Hi all! I am a graduate student in Criminology and had a few questions regarding geocoding which I was hoping experts in this field could help me address. We are working on a large, multi-city project which involves geocoding crime data from over 100 cities across the U.S. With that being said, I have a lot of incident-level data to geocode in order to aggregate to counts by census tract. Additionally, some of the data is not of the best quality, and therefore there are often a decent amount of candidates tied.
My question is, within the geography/geocoding literature and or in practice, when addressing large datasets (2+ Million Records) what is generally done with the cases where the candidates tie? While there are not a tremendous number of ties (3-5%), with datasets this large it would be impractical to go through and select one of the tied addresses by hand for each case which has tied. I am wondering if there is any literature within the field, or a general rule which is followed for adding these cases to the tied or untied pile.
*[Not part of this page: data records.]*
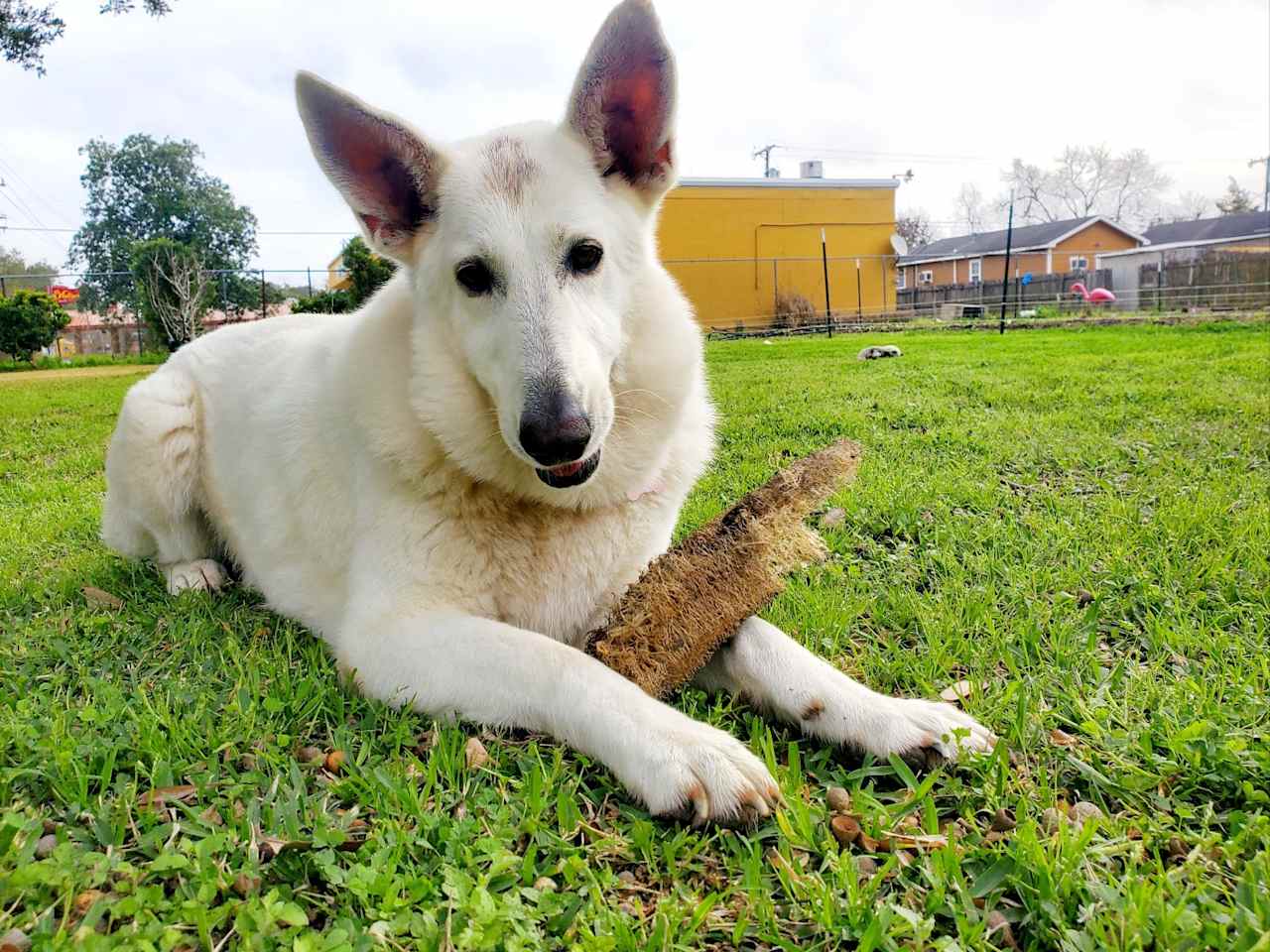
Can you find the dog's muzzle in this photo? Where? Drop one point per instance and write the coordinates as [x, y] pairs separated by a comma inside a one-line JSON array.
[[571, 474]]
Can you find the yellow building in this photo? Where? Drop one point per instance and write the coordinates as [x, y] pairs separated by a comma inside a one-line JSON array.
[[735, 244]]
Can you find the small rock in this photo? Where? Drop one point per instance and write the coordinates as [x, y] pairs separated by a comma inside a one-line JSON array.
[[1003, 820], [475, 754], [1000, 927], [846, 829], [1051, 820], [1083, 811], [84, 901], [833, 518], [956, 692], [838, 800], [96, 598], [873, 353]]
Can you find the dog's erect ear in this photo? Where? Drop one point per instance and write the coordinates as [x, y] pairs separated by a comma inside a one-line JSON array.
[[385, 171], [622, 102]]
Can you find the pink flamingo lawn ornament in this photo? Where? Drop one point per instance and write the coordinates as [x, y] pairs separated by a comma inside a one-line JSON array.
[[1098, 296]]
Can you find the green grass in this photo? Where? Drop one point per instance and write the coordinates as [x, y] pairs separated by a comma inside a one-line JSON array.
[[1076, 522]]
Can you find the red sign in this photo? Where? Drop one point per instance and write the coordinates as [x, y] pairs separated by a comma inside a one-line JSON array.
[[64, 295]]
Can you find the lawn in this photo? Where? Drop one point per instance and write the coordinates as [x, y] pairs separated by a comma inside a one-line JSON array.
[[1076, 524]]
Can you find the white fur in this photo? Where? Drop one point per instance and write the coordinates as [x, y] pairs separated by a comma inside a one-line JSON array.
[[363, 471]]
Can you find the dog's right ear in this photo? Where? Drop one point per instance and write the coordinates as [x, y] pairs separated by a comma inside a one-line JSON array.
[[385, 171]]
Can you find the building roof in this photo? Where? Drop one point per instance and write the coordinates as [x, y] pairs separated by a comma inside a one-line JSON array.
[[1224, 227], [789, 182], [1028, 238]]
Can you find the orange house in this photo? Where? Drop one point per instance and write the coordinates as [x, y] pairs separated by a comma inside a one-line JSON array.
[[1052, 248]]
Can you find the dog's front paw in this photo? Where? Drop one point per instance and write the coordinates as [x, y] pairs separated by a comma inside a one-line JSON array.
[[701, 774], [910, 726]]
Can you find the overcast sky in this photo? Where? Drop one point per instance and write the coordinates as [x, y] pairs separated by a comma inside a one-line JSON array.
[[949, 90]]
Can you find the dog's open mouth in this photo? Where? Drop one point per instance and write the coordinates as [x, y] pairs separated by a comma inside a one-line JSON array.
[[571, 474]]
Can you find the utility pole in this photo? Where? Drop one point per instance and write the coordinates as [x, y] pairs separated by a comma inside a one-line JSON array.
[[1265, 198], [766, 151]]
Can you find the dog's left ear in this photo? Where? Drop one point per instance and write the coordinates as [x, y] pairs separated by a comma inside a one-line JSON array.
[[385, 171], [622, 102]]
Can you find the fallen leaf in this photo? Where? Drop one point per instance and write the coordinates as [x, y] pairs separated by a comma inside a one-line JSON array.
[[894, 839], [158, 796], [96, 598], [475, 754]]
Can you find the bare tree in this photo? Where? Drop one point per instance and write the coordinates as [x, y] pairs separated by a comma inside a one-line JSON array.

It seems to me that because our ultimate goal is census tract counts it may be appropriate to use the ties because it is unlikely that choosing either of the matched addresses would lead to the point being assigned to a different tract. However, I am not sure that this is the best way to approach this issue and that is why I have come to you all for help.
I appreciate any knowledge on this issue, including sources I should be familiar with. Thank you for your time. Cheers
Sincerely,
Kevin Wolff